Belfast mi ha affascinata di più, non soltanto per il suo museo e quartiere del Titanic, dove pure ho imparato tante cose che non sapevo, ma soprattutto la visita fatta sotto la pioggia del quartiere ovest e della zona dei murales. Davvero è difficile pensare a una città così piccola dove per decenni si è creduto di combattere il Regno Unito e di sconfiggere la sua armata, mettendo bombe da Marks & Spencer ogni sabato (cito Mcliam Wilson a memoria).

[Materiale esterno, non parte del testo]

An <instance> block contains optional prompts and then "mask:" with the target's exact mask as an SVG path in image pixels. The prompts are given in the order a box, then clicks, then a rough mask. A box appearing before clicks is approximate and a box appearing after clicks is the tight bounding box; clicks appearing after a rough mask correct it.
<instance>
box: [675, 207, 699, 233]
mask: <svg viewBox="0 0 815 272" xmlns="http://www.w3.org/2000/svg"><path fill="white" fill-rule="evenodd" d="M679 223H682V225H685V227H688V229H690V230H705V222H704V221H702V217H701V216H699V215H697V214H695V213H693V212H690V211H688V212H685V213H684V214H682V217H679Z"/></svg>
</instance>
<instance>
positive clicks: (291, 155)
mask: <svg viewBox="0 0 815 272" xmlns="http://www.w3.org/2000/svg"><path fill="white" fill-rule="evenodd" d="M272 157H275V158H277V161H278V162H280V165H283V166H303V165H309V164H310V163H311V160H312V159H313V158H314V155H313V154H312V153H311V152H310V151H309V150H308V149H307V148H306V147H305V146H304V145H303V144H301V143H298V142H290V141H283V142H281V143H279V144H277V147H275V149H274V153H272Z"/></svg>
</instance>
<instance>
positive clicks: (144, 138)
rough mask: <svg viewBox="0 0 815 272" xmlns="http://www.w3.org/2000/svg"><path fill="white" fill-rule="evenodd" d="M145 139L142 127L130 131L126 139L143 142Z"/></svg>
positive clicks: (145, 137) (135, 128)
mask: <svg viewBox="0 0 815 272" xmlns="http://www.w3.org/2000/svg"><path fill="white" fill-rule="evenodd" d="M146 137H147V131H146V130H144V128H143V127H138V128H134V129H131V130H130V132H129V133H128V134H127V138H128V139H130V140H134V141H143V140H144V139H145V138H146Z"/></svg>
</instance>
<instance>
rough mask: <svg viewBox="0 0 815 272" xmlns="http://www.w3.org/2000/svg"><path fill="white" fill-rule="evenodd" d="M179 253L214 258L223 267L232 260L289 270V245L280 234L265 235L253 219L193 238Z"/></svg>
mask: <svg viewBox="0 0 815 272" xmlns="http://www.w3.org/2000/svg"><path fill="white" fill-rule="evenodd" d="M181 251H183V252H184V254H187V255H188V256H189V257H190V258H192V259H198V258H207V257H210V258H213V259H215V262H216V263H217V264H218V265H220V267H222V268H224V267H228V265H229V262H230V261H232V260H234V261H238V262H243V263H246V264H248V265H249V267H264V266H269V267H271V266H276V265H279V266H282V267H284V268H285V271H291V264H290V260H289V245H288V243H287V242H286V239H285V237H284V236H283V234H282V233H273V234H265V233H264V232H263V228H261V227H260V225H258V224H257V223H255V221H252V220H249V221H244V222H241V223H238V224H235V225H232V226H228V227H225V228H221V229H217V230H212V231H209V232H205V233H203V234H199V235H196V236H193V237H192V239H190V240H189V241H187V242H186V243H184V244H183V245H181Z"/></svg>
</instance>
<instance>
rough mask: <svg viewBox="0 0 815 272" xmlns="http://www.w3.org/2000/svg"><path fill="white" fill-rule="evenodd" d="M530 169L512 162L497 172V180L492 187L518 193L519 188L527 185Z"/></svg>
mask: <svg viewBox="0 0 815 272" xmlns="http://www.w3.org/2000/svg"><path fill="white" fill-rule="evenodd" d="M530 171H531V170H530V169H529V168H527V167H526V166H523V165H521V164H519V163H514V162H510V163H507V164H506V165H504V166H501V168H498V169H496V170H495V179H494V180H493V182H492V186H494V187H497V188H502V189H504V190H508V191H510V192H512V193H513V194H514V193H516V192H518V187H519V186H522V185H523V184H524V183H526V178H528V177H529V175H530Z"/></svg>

Ma Belfast è una città così, divisa tra protestanti unionisti e  separatisti cattolici, in guerra tra bande, tra quartieri, tra condomini e forse persino tra colleghi, nonostante gli accordi cosiddetti del venerdì santo, la rabbia non sembra mai finita, nonostante pure le 3000 vittime. Ogni angolo del quartiere ovest ha un suo piccolo cimitero della memoria. Davvero una città che dopo aver perso la sua centralità nel mondo (agli inizi del ‘900 era la maggiore manifattura del lino mondiale e i suoi cantieri navali, i più all’avanguardia) non ha saputo ritrovare il suo centro.

Se decidete di andarci leggete prima Eureka Street, di Robert Mcliam Wilson, è una lettura illuminante sulla città oltre che bellissima, quindi potete decidere di leggerlo anche se non ci andate.